2) Capacitors. Looking inside the chassis of the S35, the first impression is that many capacitors are missing. This little mystery is solved by removing the breadboard shown in Figure 1; the missing capacitors are allocated in a single container on its back.
Figure 1 – S35 breadboard (front and back of the restored unit)
Since the leakage of two capacitors was excessive, all capacitors have been substituted; opening the container it is possible to observe that one of the capacitors, differently from what could be expected from the label, is larger as shown in Figure 2 (in fact its capacity was 0.2 µF instead than 0.1 µF).
Figure 2 – The capacitor box under the breadbord
Also the two electrolytic capacitors (6 µF) are of the box type.
3) Mica capacitors. The mica capacitors used in the S35 were produced by Ducati and are contained in robust metal cases (one of them can be seen in Figure 1). Their stability is excellent and most of them are still inside their nominal tolerance range. No substitutions are usually necessary.
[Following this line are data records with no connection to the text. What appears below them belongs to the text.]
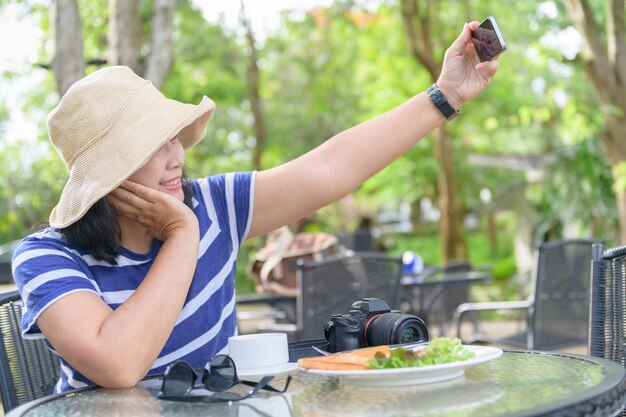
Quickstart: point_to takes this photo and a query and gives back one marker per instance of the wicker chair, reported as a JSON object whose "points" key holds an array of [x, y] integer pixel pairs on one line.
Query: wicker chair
{"points": [[557, 311], [608, 304], [28, 369]]}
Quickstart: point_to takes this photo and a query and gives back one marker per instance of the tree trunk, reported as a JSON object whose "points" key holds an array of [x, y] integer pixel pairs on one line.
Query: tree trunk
{"points": [[68, 62], [254, 95], [162, 49], [124, 34], [605, 64], [452, 244], [418, 18]]}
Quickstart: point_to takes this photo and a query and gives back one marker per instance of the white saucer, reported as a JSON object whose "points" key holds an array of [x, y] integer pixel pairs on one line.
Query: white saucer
{"points": [[258, 373]]}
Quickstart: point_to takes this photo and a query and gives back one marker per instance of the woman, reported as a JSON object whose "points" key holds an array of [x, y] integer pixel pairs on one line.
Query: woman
{"points": [[128, 278]]}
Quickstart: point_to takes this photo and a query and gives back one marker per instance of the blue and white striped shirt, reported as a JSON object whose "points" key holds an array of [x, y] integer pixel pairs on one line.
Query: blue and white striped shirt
{"points": [[47, 268]]}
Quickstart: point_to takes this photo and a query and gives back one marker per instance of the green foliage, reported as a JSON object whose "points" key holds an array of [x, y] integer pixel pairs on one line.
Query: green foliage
{"points": [[328, 69]]}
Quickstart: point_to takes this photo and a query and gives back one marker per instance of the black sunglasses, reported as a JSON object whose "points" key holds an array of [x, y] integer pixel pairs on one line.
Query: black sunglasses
{"points": [[217, 376]]}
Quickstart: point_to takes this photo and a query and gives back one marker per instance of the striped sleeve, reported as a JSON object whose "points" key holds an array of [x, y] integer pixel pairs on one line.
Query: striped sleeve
{"points": [[228, 201], [45, 270]]}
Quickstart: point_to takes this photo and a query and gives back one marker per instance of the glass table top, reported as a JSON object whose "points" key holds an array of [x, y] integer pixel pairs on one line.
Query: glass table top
{"points": [[518, 383]]}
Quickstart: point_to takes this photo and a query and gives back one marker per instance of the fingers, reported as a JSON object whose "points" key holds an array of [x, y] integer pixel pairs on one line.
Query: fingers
{"points": [[488, 69], [136, 188]]}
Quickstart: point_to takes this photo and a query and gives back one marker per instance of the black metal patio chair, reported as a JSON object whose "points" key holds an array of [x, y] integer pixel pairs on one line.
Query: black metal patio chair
{"points": [[28, 369], [607, 337], [607, 329], [331, 285], [557, 310]]}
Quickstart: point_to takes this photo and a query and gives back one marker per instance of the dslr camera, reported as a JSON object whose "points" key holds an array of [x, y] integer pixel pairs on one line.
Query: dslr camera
{"points": [[370, 322]]}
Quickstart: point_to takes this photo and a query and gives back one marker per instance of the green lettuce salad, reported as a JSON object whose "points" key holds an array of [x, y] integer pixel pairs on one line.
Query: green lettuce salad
{"points": [[439, 350]]}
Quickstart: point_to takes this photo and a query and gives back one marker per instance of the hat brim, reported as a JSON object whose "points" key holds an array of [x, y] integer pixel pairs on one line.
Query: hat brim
{"points": [[127, 147]]}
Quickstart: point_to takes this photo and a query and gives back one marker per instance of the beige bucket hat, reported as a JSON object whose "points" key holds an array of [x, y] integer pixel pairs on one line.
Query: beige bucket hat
{"points": [[107, 126]]}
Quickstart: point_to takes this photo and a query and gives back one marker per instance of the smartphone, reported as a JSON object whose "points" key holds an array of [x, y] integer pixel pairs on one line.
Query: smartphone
{"points": [[488, 40]]}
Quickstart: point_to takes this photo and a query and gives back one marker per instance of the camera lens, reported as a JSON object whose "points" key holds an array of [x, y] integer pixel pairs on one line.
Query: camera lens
{"points": [[395, 328]]}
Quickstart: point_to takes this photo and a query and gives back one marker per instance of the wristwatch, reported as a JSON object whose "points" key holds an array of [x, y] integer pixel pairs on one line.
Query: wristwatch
{"points": [[441, 102]]}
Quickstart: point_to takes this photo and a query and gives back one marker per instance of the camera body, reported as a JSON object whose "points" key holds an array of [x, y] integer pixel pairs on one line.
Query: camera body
{"points": [[370, 322]]}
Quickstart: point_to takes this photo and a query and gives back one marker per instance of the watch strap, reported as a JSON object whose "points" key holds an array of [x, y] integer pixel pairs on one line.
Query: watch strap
{"points": [[441, 102]]}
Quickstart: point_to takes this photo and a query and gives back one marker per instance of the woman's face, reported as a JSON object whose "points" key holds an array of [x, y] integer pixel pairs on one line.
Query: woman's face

4) I.F. transformers. The first I.F. transformer is equal to those of top-line sets (see “Restoring the Magnadyne SV3”) while the second one has a more simple and standard construction.
5) Tuning mechanism. The S35 uses the same mechanism, based on a rubber sleeve that engages a cogwheel connected by means of a drive cord to the tuning capacitor. The substitution of the rubber sleeve could be necessary (it was not the case in this set); see “Restoring the Magnadyne SV3” for more details and a picture.
6) Beware of diagram errors. Not many versions of the S35 diagram are available and all the diagrams in my knowledge are affected (with the exception of the corrected one that I have uploaded) by the exchange of two connections that, fortunately, does not damage the set but almost mutes it. More precisely, look at the portion of circuit reported in Figure 3 that shows the wrong diagram; the connections denoted as “Diode 75” and “Grid 75” must, in fact, be inverted.
Figure 3 – Wrong diagram of the S35
7) Alignment. The same as for the SV3.
8) I.F. channel response. After a careful alignment of the I.F. channel (center frequency 362.5 KHz), its frequency response has been measured by means of the procedure described in “Measuring the I.F. response in AM receivers”. The results are reported in Figure 4 where the measured response is compared with the response of the SV3 at maximal and minimal bandwidth settings. It can be observed that the set is perfectly aligned and that the response falls mainly in the middle of the extreme responses of the SV3; the overall shape of the SV3 responses is, however, definitely better.
Figure 4 – I.F. response of the S35 (blue) compared with the response of the SV3 (red) at wide and narrow bandwidth settings.